Have you ever wondered what Bram Stoker, the author of Dracula, was really like? According to Ann Victoria Roberts he had some rather strange sexual predilections which might not be entirely unfamiliar to fans of his fiction.

In Roberts’s new novel, Stoker is fascinated by the by the blood he draws when he deflowers a teenage virgin at midnight in the graveyard of the magnificent ruins of Whitby Abbey… But before deciding that all this is too corny to be true, the reader should bear in mind that very little is known about Stoker’s life and that Roberts has been exhaustive in her research.

The narrative is mainly set during the summer of 1886 when Stoker, escaping the vicissitudes of London life, visited the charming Yorkshire fishing town of Whitby. These are facts. What is not known is what Stoker did during this long, hot summer other than that he uncovered a few interesting folk tales and some of the haunting locations which he used to such great effect in Dracula.

Roberts imagines that he met a 19-year-old fishergirl, Damaris Sterne, during the storm that saw the ship Dimitry wrecked just outside Whitby.

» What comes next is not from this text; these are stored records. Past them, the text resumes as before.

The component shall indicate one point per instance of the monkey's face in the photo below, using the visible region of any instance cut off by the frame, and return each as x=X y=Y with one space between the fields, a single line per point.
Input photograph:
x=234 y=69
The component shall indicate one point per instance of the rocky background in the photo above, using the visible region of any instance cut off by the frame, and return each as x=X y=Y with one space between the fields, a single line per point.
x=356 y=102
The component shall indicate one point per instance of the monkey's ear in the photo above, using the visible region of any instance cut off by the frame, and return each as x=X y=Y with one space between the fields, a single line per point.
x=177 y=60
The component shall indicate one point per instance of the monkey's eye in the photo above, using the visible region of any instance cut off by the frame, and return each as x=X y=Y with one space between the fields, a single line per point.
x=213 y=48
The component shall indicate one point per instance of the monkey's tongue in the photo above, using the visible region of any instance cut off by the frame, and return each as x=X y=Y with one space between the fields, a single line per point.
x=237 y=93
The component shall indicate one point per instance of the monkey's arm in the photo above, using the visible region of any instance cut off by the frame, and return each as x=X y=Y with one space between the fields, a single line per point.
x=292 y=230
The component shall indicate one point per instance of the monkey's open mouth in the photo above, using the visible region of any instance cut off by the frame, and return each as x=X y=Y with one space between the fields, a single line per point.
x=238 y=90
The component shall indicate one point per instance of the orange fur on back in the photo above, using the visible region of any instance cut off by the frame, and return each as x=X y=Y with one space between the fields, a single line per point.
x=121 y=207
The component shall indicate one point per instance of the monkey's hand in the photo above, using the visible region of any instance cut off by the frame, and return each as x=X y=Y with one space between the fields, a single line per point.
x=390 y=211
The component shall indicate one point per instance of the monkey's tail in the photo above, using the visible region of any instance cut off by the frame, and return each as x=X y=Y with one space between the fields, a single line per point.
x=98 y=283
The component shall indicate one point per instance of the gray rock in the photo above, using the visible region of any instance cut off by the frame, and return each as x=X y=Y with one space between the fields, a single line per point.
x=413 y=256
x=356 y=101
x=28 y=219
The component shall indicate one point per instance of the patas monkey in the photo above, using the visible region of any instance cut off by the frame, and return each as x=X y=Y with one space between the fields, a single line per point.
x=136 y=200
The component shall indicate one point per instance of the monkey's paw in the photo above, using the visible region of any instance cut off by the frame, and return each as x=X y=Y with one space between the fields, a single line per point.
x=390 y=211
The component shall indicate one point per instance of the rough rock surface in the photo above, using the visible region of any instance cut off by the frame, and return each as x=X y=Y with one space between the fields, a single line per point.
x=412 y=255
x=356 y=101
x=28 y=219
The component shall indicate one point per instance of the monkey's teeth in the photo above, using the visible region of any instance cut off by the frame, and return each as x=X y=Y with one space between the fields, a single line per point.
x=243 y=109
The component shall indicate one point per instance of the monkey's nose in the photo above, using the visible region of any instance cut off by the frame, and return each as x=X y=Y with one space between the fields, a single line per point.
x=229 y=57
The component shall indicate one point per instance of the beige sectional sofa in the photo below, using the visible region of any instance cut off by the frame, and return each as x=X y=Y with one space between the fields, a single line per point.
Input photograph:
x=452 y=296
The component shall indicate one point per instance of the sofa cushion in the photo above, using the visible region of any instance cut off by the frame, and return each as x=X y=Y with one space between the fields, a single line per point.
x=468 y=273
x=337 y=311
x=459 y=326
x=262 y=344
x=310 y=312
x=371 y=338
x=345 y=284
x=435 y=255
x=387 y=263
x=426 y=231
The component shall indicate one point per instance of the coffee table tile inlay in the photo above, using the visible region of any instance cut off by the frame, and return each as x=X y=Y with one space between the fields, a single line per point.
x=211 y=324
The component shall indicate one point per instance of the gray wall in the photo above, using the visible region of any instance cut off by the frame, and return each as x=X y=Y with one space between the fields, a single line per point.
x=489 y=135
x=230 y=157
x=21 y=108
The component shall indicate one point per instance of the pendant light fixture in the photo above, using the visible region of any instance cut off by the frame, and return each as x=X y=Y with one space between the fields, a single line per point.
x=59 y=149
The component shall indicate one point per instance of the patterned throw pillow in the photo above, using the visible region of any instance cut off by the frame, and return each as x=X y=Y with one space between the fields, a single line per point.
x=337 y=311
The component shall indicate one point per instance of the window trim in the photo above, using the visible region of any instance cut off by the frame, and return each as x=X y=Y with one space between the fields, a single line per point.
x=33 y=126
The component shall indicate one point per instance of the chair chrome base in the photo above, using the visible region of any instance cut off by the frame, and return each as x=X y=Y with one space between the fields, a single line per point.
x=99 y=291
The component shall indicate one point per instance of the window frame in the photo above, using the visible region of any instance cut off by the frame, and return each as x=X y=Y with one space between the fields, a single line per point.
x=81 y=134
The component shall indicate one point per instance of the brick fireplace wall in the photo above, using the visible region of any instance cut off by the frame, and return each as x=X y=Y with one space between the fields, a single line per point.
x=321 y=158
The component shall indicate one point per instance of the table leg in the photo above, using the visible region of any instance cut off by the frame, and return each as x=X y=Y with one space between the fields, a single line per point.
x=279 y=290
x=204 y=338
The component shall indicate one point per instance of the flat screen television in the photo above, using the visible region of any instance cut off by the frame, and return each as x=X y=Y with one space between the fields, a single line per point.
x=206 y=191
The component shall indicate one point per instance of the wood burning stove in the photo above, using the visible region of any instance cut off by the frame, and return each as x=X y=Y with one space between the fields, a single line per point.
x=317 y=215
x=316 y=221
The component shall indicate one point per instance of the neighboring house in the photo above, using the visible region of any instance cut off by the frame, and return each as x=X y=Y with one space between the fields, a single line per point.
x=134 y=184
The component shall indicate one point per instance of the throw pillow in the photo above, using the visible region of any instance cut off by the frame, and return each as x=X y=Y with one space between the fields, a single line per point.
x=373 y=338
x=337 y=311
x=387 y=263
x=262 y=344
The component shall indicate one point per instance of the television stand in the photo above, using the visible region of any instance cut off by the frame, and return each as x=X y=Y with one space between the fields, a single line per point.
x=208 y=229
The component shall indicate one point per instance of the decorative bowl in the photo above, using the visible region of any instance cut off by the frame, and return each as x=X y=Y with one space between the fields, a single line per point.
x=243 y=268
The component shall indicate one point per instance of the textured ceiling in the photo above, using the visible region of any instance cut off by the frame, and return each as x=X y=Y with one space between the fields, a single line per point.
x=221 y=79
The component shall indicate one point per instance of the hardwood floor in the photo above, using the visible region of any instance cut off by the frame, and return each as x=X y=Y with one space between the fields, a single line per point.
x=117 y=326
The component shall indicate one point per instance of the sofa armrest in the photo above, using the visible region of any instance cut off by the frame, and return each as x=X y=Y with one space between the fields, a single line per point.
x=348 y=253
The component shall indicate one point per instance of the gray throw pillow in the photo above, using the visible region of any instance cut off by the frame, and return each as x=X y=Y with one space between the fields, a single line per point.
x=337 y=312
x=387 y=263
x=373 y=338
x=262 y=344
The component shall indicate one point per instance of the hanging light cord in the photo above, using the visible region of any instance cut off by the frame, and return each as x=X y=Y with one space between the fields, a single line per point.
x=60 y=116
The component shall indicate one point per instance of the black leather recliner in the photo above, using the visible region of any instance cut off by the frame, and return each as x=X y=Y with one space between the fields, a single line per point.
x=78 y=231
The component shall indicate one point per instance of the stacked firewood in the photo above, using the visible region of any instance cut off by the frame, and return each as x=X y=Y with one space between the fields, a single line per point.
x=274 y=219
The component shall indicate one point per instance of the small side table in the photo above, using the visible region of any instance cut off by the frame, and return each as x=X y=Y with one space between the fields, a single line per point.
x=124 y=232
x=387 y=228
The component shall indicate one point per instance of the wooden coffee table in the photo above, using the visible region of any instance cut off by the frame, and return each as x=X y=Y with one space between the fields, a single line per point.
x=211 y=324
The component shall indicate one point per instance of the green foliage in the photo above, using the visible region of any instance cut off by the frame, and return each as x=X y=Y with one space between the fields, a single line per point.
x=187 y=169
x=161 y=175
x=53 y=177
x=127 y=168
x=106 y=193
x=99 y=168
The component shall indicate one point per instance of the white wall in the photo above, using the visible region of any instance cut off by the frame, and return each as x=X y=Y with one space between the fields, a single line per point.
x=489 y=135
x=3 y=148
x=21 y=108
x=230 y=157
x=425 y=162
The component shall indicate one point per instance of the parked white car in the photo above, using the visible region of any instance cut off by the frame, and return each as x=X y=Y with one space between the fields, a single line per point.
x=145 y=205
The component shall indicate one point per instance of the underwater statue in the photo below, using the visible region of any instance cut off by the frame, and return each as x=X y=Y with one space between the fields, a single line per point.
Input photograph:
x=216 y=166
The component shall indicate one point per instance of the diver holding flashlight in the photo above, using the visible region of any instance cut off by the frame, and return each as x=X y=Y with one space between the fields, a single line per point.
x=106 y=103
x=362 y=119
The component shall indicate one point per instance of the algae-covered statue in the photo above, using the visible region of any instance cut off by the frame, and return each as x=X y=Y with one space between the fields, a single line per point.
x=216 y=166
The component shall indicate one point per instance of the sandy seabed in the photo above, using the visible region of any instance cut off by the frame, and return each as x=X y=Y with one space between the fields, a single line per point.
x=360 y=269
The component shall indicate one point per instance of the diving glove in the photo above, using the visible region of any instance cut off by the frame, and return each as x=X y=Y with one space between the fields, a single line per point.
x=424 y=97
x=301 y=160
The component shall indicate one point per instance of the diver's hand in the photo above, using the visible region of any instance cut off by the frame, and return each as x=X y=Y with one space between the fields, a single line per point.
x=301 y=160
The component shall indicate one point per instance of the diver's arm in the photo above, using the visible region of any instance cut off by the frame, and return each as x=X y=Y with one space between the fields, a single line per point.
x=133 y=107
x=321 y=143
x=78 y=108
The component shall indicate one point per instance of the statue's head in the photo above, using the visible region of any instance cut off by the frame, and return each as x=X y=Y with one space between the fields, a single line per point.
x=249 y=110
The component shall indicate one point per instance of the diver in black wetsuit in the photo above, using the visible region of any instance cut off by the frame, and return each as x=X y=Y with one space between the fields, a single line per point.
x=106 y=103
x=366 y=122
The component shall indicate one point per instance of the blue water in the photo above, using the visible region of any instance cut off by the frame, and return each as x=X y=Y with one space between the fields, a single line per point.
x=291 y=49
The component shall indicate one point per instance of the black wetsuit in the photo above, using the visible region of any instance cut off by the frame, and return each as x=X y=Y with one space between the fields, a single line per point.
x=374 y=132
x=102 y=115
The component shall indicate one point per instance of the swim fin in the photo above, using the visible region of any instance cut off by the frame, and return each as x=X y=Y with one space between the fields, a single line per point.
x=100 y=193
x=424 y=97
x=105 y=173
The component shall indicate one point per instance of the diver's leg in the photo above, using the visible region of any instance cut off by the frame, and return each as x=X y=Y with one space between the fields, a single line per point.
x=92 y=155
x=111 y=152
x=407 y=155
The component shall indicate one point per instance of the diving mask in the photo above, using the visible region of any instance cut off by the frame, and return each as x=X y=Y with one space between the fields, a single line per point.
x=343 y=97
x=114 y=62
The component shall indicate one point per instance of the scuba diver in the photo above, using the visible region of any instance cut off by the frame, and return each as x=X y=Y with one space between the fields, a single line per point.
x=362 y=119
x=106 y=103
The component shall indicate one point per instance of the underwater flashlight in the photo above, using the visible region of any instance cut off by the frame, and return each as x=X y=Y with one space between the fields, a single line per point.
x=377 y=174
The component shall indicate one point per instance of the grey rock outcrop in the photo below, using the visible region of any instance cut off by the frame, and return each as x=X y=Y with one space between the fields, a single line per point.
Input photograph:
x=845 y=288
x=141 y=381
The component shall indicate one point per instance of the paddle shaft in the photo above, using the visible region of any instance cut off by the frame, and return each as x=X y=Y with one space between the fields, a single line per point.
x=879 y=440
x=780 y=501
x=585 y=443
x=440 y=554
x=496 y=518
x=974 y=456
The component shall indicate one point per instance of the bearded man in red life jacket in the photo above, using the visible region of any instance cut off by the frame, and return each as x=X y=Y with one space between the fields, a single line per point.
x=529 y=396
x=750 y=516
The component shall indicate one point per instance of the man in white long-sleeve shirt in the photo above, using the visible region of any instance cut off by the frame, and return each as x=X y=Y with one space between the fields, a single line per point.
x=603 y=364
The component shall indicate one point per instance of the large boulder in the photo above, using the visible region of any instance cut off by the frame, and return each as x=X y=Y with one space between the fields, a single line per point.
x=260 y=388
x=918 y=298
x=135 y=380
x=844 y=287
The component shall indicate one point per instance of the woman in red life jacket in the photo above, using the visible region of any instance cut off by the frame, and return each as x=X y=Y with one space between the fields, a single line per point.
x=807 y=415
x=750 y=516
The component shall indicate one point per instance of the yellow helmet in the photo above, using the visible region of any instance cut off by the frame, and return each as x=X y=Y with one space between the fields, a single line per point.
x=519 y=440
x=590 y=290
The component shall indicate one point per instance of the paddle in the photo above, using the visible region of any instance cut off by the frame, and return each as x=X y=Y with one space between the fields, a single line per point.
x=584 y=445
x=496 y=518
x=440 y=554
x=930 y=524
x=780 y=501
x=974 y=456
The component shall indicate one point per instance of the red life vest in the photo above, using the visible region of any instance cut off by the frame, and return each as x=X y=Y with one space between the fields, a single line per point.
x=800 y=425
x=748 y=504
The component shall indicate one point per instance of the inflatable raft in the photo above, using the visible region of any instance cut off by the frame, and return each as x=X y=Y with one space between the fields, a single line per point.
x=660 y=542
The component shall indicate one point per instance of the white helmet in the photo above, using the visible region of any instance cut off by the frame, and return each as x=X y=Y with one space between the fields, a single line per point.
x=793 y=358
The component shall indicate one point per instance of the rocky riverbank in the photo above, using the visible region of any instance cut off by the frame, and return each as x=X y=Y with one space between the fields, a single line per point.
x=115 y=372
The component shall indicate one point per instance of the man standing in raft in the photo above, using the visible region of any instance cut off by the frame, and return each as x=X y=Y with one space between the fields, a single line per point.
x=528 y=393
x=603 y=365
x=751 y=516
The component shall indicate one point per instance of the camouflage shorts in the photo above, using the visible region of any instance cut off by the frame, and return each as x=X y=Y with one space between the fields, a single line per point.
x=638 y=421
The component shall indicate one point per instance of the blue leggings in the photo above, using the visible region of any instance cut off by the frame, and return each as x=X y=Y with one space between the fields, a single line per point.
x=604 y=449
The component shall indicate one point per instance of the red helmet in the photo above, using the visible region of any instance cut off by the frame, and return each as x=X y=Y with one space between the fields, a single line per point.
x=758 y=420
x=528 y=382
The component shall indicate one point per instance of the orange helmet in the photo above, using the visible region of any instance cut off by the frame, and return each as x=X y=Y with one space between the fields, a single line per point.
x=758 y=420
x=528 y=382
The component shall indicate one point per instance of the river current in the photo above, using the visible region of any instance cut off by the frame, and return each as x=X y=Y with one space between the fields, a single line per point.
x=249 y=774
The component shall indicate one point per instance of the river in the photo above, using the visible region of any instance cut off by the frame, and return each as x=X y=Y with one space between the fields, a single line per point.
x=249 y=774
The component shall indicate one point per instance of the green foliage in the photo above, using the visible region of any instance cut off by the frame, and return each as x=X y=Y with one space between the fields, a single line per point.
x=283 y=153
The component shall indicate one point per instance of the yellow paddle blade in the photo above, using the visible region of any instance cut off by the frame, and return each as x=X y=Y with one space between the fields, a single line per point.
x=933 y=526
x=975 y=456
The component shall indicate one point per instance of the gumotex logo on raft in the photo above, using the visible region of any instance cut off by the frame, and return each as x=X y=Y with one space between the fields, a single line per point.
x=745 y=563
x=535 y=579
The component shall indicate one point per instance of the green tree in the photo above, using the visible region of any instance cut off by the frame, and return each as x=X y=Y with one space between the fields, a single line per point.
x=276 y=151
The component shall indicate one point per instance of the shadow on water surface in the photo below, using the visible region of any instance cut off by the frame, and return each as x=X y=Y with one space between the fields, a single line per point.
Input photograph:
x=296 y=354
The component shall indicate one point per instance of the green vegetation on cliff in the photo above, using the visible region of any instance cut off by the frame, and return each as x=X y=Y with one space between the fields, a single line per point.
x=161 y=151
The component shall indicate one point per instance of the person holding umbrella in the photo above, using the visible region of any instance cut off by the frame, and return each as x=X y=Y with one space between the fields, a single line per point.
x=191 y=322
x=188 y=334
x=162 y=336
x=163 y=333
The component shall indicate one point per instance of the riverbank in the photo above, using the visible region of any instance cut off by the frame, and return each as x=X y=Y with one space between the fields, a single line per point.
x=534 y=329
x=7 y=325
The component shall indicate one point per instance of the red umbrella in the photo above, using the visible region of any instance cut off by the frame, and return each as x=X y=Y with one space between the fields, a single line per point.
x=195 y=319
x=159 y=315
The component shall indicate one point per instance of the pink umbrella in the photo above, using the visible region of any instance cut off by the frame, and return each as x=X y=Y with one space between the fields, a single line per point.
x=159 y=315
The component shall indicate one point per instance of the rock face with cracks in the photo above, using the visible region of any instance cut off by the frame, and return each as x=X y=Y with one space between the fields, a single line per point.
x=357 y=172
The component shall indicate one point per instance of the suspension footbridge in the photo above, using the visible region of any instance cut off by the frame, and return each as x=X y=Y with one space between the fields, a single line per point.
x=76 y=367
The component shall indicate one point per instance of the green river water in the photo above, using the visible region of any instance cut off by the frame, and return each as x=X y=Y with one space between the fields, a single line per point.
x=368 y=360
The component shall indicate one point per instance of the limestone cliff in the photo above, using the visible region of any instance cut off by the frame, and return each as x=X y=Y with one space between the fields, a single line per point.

The novel is recounted in the first person by the feisty Damaris and describes her tempestuous relationship with Stoker. When the inevitable happens and Stoker abandons her to return to London, Damaris is left isolated, alienated from the townspeople and pregnant. The questions posed are, how will she survive in the patriarchal society of Whitby, and will she ever see Stoker again?

Roberts has written an engaging tale. For the most part she subtly weaves fact and fiction and shows that the real horror of the late Victorian period was not ghosts and ghouls but men and their treatment of women.

Stoker is revealed to be a troubled figure; he tries to be kind to Damaris but his physical and mental desires seem to constantly overcome his better instincts. Roberts shows that, for all his attempts to break free of Victorian morality, he is its slave. Her portrait goes some way towards explaining why Dracula manages to be both a subversive and a conventional text.

However, the star of the book is the locale of Whitby. It’s bustling harbour and brigantines, its damp cottages and smoky inns, its winding stone steps and alleyways, its abbey and its windy cliff-tops are all wonderfully evoked on crisp, rolling sentences. Moon Rising has immeasurably enriched my appreciation of this marvellous town.